I do not give a fuck why he did that. The point is that the motherfucker actually did it. Our freedom to make choices and our ability to make that choice for the good of this world we all share, is no one else’s but our own. “I can not teach you to see, if you do not have the eyes to see.” (Think capacity) And with this knowledge, of this ability, comes responsibility. In that ability to be conscious about personal decisions, and the impact they have on the world we all share.
My friend declared himself to be a person who values what is open, for more than a decade, who is one of us – never ready to compromise integrity and/or identity. Ready to stay in this fight until it is finished. He betrayed us. Over night, he decided to build a fucktard company, and to become a part of that same group of people he criticized himself, over the past years. I should have seen that coming. After all, we were kids when we started our fight for freedom, and our standing up for integrity. I took that seriously. He didn’t.
How disappointing, huh? Not really. It’s only life. And as naive as this will sound to some, I think there is more to it than naivety. And that those who see it as naive, actually lack courage.
The divide between me and my friend happened several months ago. I had to go through some other personal shit in that moment, apart from this one. In result, it took me a lot of time, energy and good will to process it all. Scars were inevitable. I am not telling this as fiction, I am explaining real life, which makes it all so much more important, for me. I need to digest what happened, and make use of it. It is important for me that my environment sees clearly who the fuck am I. Moreover, and this is the most important thing for me than anything else in the world, I need to keep my balance and my peace, at all times.
When it comes to personal freedom as well as collaboration with others (by collaboration I mean; cohabitation, friendship, exchange of goods, and emotional cohabitation), I do not make compromises, and neither should you. No one, and no thing gives us the right to tolerate intrusion or manipulation of our personal freedoms, of our dreams and our visions.

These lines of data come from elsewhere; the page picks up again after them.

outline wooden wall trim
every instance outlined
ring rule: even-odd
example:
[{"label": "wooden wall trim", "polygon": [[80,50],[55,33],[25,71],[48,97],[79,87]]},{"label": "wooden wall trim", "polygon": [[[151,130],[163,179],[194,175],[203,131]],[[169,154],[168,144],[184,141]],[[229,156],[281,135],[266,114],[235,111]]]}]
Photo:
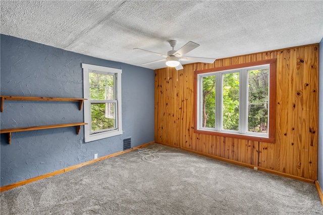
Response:
[{"label": "wooden wall trim", "polygon": [[87,161],[86,162],[84,162],[84,163],[82,163],[81,164],[77,164],[76,165],[74,165],[71,167],[67,167],[66,168],[61,169],[61,170],[57,170],[56,171],[51,172],[51,173],[47,173],[47,174],[45,174],[44,175],[40,175],[39,176],[37,176],[34,178],[29,178],[27,180],[25,180],[24,181],[19,181],[18,182],[16,182],[16,183],[14,183],[13,184],[9,184],[8,185],[6,185],[6,186],[4,186],[3,187],[0,187],[0,192],[3,192],[3,191],[5,191],[6,190],[10,190],[11,189],[13,189],[15,187],[19,187],[19,186],[22,186],[26,184],[29,184],[29,183],[31,183],[31,182],[33,182],[34,181],[38,181],[38,180],[40,180],[40,179],[43,179],[44,178],[48,178],[49,177],[51,177],[51,176],[53,176],[54,175],[58,175],[61,173],[64,173],[65,172],[68,172],[69,171],[75,169],[77,169],[77,168],[79,168],[80,167],[84,166],[86,166],[86,165],[88,165],[89,164],[93,164],[96,162],[97,162],[98,161],[102,161],[105,159],[107,159],[108,158],[112,158],[113,157],[115,157],[115,156],[117,156],[118,155],[122,155],[123,154],[125,153],[128,153],[129,152],[131,152],[132,151],[135,150],[137,149],[139,149],[139,148],[141,148],[143,147],[146,147],[148,145],[149,145],[150,144],[154,144],[155,142],[154,141],[152,141],[152,142],[150,142],[147,144],[143,144],[142,145],[136,147],[134,147],[132,149],[131,149],[130,150],[128,150],[126,151],[121,151],[121,152],[117,152],[116,153],[114,153],[114,154],[112,154],[111,155],[106,155],[105,156],[103,156],[103,157],[101,157],[100,158],[98,158],[96,159],[95,160],[91,160],[90,161]]},{"label": "wooden wall trim", "polygon": [[[319,43],[313,43],[313,44],[308,44],[308,45],[300,45],[299,46],[296,46],[296,47],[289,47],[289,48],[280,48],[279,49],[274,49],[274,50],[271,50],[270,51],[261,51],[260,52],[257,52],[257,54],[267,54],[267,53],[270,53],[271,52],[276,52],[276,51],[284,51],[285,50],[289,50],[289,49],[293,49],[293,48],[303,48],[303,47],[308,47],[309,46],[312,46],[312,45],[319,45]],[[237,55],[237,56],[234,56],[233,57],[230,57],[229,58],[231,57],[246,57],[248,55],[250,55],[252,54],[254,54],[254,53],[250,53],[250,54],[242,54],[241,55]],[[217,58],[216,60],[224,60],[225,59],[227,59],[227,58]]]},{"label": "wooden wall trim", "polygon": [[314,184],[314,181],[311,179],[308,179],[307,178],[302,178],[301,177],[296,176],[293,175],[290,175],[286,173],[282,173],[280,172],[276,171],[275,170],[264,168],[262,167],[260,167],[258,166],[256,166],[254,165],[251,165],[250,164],[246,164],[242,162],[240,162],[239,161],[233,161],[232,160],[227,159],[226,158],[222,158],[221,157],[217,156],[215,155],[210,155],[206,153],[203,153],[200,152],[197,152],[195,150],[192,150],[189,149],[183,148],[180,147],[175,147],[174,146],[168,145],[167,144],[160,144],[159,142],[156,142],[156,144],[162,144],[165,146],[167,146],[170,147],[173,147],[177,149],[180,149],[181,150],[185,151],[187,152],[191,152],[194,154],[197,154],[198,155],[202,155],[203,156],[207,157],[208,158],[213,158],[214,159],[219,160],[219,161],[224,161],[226,162],[230,163],[231,164],[235,164],[239,166],[241,166],[245,167],[247,167],[250,169],[253,169],[254,167],[257,167],[258,168],[258,170],[261,171],[262,172],[266,172],[268,173],[274,174],[275,175],[280,175],[281,176],[286,177],[286,178],[292,178],[293,179],[296,179],[298,181],[303,181],[304,182],[309,183],[310,184]]},{"label": "wooden wall trim", "polygon": [[321,203],[323,205],[323,193],[322,193],[322,189],[321,189],[321,187],[319,186],[319,183],[318,181],[315,181],[315,186],[316,187],[316,189],[317,190],[318,196],[319,196],[319,199],[321,200]]}]

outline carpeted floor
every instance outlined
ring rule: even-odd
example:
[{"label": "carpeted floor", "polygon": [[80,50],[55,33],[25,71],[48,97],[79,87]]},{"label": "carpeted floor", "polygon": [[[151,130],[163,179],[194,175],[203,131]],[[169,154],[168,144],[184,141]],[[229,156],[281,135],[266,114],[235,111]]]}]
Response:
[{"label": "carpeted floor", "polygon": [[134,151],[1,193],[2,214],[323,214],[314,184],[162,147]]}]

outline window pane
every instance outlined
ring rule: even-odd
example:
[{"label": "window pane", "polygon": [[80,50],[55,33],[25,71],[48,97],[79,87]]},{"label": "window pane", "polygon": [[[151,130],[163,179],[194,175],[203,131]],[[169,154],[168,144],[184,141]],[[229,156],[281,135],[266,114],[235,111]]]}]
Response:
[{"label": "window pane", "polygon": [[97,88],[90,87],[90,99],[92,100],[98,100],[98,92],[97,91]]},{"label": "window pane", "polygon": [[239,73],[224,74],[223,128],[239,130]]},{"label": "window pane", "polygon": [[91,104],[91,123],[92,131],[114,128],[115,104]]},{"label": "window pane", "polygon": [[106,88],[106,100],[114,100],[114,90],[113,87],[107,87]]},{"label": "window pane", "polygon": [[97,74],[97,84],[100,87],[105,87],[106,86],[106,75]]},{"label": "window pane", "polygon": [[215,128],[216,76],[203,77],[202,127]]},{"label": "window pane", "polygon": [[89,73],[90,87],[97,86],[97,73]]},{"label": "window pane", "polygon": [[267,133],[268,68],[248,71],[248,131]]}]

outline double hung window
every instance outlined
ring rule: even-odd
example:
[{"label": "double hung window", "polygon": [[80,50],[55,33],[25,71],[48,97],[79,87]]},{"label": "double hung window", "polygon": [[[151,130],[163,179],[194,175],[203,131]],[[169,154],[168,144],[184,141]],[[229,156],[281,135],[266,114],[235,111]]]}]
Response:
[{"label": "double hung window", "polygon": [[85,141],[122,134],[121,69],[82,63]]}]

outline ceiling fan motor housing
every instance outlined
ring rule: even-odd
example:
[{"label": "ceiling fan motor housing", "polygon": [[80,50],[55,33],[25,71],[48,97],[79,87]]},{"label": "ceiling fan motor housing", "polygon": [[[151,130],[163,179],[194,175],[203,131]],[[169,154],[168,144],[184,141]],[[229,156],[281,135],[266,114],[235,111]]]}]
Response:
[{"label": "ceiling fan motor housing", "polygon": [[166,58],[166,65],[170,67],[176,67],[180,64],[178,57],[170,55]]}]

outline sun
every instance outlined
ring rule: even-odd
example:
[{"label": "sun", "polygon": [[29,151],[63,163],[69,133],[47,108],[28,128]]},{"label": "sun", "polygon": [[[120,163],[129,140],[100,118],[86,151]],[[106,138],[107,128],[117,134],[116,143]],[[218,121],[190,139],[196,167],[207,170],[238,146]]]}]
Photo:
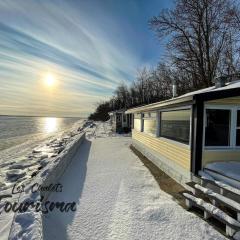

Today, I can see another one of my extremely close friends, giving up on his personal dreams and his personal freedoms. There is no use of me interfering there. He has chosen, or he is soon to choose, another path. The fact is that, today, we are leaving out the other’s dream and vision from our own (in the past we were brothers, we shared our visions, shared our dreams. On paper only, it seems, without anything real to feel it). Another story ended. That’s life, too.
On the one hand, my life includes stories that end, and on the other hand, that same shitty life gives me as much friends back as I have “lost”. And more than that. Life made me know myself, and I became myself, more than I ever thought possible.
If this loss is the cost, it is fair. But, if someone asked me to make a manual on how to trade what you think you have for what you really need, the only fair thing to say would be that, I have no fucking idea how this shit is done :D
I have chosen to follow my dreams and my visions, before anything else, because I want to die a free man. As free and as naked as I have been when I was born into my freedom – not to give up. Born out of pure love.